Help

The "Logout" policy trigger will be removed in a future release.

claudiogardini
Contributor

Posted on ‎05-04-2020 02:18 AM

Hi all,

I've just seen the News that the Logout Trigger will be removed in the Future. Is there a underlying Reason for this (eg. change in Apple Security)?

Do we know in which release the Trigger will be removed?

Labels:
1 REPLY 1

mike_paul
Contributor III
Contributor III

Posted on ‎05-07-2020 02:03 PM

Hey @claudiogardini, thanks for the post and asking the question. You are correct that we didn't provide much information around our reasoning for planning to remove that functionality in an upcoming release. We are currently unsure on when this work will be complete and it will take us a little while to get there but we always like to give a heads up around future removal plans.

For recap the Jamf Pro 10.21 release notes stated:

Login/logout hook settings for background actions and user actions—The Perform login hook actions in background and Display status of login/logout hook actions to users checkboxes will be removed in a future release. Logout policy trigger—The "Logout" policy trigger will be removed in a future release.

To be as clear and candid about it as we can I'll give a brief rundown on why:
1. Per Apple, Login and logout scripts are a deprecated technology, technically they still kind of work but are much less reliable than they previously were
2. Starting with any newer macOS (10.14+) with PPPC/TCC requirements they do not allow for these processes to be ran while NOT in the background if they are doing anything that interact with these newly protected areas. For example running a policy that is mounting an smb distribution point would fail if not ran in the background.
3. So that means that all process must be ran in the background so we are going to remove the ability disable that as its a global setting
4. Since everything will be ran in the background it won't be able to hold any processes so any policy that ran at logout that didn't complete in the short bit it takes to finish logging out/shutting down would fail.

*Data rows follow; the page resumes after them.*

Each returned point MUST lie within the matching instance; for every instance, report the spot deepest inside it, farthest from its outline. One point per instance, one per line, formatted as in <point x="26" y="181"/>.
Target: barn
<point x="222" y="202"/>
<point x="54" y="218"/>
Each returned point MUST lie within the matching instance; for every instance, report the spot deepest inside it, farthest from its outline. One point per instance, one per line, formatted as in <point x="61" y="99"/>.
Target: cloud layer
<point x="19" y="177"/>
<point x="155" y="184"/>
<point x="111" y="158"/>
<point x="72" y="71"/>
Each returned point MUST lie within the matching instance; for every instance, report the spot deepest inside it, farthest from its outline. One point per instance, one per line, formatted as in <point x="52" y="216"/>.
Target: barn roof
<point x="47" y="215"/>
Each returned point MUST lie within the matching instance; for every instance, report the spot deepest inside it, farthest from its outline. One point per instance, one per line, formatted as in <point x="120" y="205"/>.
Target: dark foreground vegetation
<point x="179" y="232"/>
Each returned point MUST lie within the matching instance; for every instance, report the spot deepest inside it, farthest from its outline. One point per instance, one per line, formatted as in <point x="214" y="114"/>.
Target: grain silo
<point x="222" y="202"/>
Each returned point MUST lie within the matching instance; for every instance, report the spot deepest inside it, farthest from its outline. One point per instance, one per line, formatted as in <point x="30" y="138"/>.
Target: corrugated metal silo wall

Which would be the large majority of things. The end result of a Login is the user is on a booted computer so it doesn't run this risk so we will keep that.
5. "Display status of login/logout hook actions to users" is part of this non-background stuff and also very limited on functionality and minimally used so we figured we yank while we were there too.

I hope this helps clear up why we are moving this direction.